Could you paste your configuration file with sensitive information removed to verify that the indentation is correct? To do this, type three backticks, paste the code on the next line, and then type three more backticks on the final line.
Additionally, if you have set ami_version to something less than 4.3.0, could you try it again with ami_version: 4.3.0?
I tried to bump the ami_version but it doesn’t work, it seems that I’m using an older version of Snowplow and I first need to upgrade it, so I can then use the new ami_version.

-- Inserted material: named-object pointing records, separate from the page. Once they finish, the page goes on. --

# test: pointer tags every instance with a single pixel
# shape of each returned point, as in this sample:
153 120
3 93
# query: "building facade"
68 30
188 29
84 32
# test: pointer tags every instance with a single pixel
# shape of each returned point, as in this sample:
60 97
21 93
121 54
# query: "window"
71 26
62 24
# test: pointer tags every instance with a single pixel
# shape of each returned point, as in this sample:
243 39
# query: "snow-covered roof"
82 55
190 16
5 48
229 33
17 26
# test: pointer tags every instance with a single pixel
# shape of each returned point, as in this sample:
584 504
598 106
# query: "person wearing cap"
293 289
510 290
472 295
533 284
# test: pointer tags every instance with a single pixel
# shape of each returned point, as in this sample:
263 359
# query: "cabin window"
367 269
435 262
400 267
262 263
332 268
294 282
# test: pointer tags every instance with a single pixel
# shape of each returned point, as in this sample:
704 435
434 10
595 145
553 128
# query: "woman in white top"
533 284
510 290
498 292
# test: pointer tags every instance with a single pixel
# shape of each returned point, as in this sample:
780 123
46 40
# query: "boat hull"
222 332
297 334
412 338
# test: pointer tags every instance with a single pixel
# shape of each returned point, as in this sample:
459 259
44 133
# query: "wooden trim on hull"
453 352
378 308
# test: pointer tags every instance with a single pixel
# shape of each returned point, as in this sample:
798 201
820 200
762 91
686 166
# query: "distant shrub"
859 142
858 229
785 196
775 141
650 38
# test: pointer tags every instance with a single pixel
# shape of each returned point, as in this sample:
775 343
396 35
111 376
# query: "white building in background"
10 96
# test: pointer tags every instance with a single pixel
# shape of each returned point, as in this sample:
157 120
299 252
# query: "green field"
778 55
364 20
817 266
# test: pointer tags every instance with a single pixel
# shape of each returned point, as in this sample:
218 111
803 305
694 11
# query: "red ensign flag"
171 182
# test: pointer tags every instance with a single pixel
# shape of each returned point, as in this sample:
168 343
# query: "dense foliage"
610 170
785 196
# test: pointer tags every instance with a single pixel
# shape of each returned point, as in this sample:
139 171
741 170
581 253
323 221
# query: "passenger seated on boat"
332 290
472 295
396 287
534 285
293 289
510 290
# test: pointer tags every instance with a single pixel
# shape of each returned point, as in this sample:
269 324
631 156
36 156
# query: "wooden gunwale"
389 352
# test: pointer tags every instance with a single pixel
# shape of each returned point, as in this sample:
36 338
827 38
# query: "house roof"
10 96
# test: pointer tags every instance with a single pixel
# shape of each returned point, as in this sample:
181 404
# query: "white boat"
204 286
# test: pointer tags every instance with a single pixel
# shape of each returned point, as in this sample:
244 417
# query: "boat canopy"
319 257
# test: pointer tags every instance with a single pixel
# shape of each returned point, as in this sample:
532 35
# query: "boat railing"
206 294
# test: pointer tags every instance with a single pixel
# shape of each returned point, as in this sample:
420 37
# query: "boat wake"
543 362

This is my current config file:
aws:
access_key_id:
secret_access_key:
s3:
region: "eu-west-1"
buckets:
assets: s3://snowplow-hosted-assets # DO NOT CHANGE unless you are hosting the jarfiles etc yourself in your own bucket
jsonpath_assets: s3://my-bucket/jsonpaths
log: s3n://my-bucket/logs/
raw:
in: ["s3n://my-bucket/raw/"]
processing: s3n://my-bucket/processing/
archive: s3n://my-bucket/archived/
enriched:
good: s3n://my-bucket/enriched/good # e.g. s3://my-out-bucket/enriched/good
bad: s3n://my-bucket/enriched/bad # e.g. s3://my-out-bucket/enriched/bad
errors: # Leave blank unless :continue_on_unexpected_error: set to true below
archive: s3n://my-bucket/enriched/archived # Where to archive enriched events to, e.g. s3://my-out-bucket/enriched/archive
shredded:
good: s3n://my-bucket/shredded/good/ # e.g. s3://my-out-bucket/shredded/good
bad: s3n://my-bucket/shredded/bad/ # e.g. s3://my-out-bucket/shredded/bad
errors: # Leave blank unless :continue_on_unexpected_error: set to true below
archive: s3n://my-bucket/shredded/archived/ # Not required for Postgres currently
emr:
ami_version: 3.7.0 # Dont change this
region: eu-west-1 # Always set this
jobflow_role: EMR_EC2_DefaultRole # Created using $ aws emr create-default-roles
service_role: EMR_DefaultRole # Created using $ aws emr create-default-roles
placement: eu-west-1b # Set this if not running in VPC. Leave blank otherwise
ec2_key_name: my-key
bootstrap: [] # Set this to specify custom boostrap actions. Leave empty otherwise
software:
lingual: "1.1" # To launch on cluster, provide version, "1.1", keep quotes
# Adjust your Hadoop cluster below
jobflow:
master_instance_type: m1.medium
core_instance_count: 3
core_instance_type: m1.large
task_instance_count: 0 # Increase to use spot instances
task_instance_type: m1.large
task_instance_bid: 0.015 # In USD. Adjust bid, or leave blank for non-spot-priced (i.e. on-demand) task instances
bootstrap_failure_tries: 3 # Number of times to attempt the job in the event of bootstrap failures
collectors:
format: thrift # For example: 'clj-tomcat' for the Clojure Collector, 'thrift' for Thrift records, 'tsv/com.amazon.aws.cloudfront/wd_access_log' for Cloudfront access logs or 'ndjson/urbanairship.connect/v1' for UrbanAirship Connect events
enrich:
job_name: Snowplow ETL # Give your job a name
versions:
hadoop_enrich: 1.3.0 # Version of the Hadoop Enrichment process
hadoop_shred: 0.6.0 # Version of the Hadoop Shredding process
hadoop_elasticsearch: 0.1.0 # Version of the Hadoop to Elasticsearch copying process
continue_on_unexpected_error: false # Set to true (and set :out_errors: above) if you dont want any exceptions thrown from ETL
output_compression: NONE # Compression only supported with Redshift, set to NONE if you have Postgres targets. Allowed formats: NONE, GZIP
storage:
download:
folder: # Postgres-only config option. Where to store the downloaded files. Leave blank for Redshift
targets:
- name: "My Redshift database"
type: redshift
host: "" # The endpoint as shown in the Redshift console
database: "" # Name of database
port: 5439 # Default Redshift port
ssl_mode: disable # One of disable (default), require, verify-ca or verify-full
table: atomic.events
username: ""
password: ""
maxerror: 1 # Stop loading on first error, or increase to permit more load errors
comprows: 200000 # Default for a 1 XL node cluster. Not used unless --include compupdate specified
monitoring:
tags: { Name: "data-pipeline-enrichment" } # Name-value pairs describing this job
logging:
level: DEBUG # You can optionally switch to INFO for production
snowplow:
method: get
app_id: emr-enrich
collector: ""
Hi @thiagophx - yes that makes sense - you should only update AMI versions as part of regular Snowplow upgrades; there are some dependency issues between AMI versions and the Snowplow Hadoop Enrich and Shred components.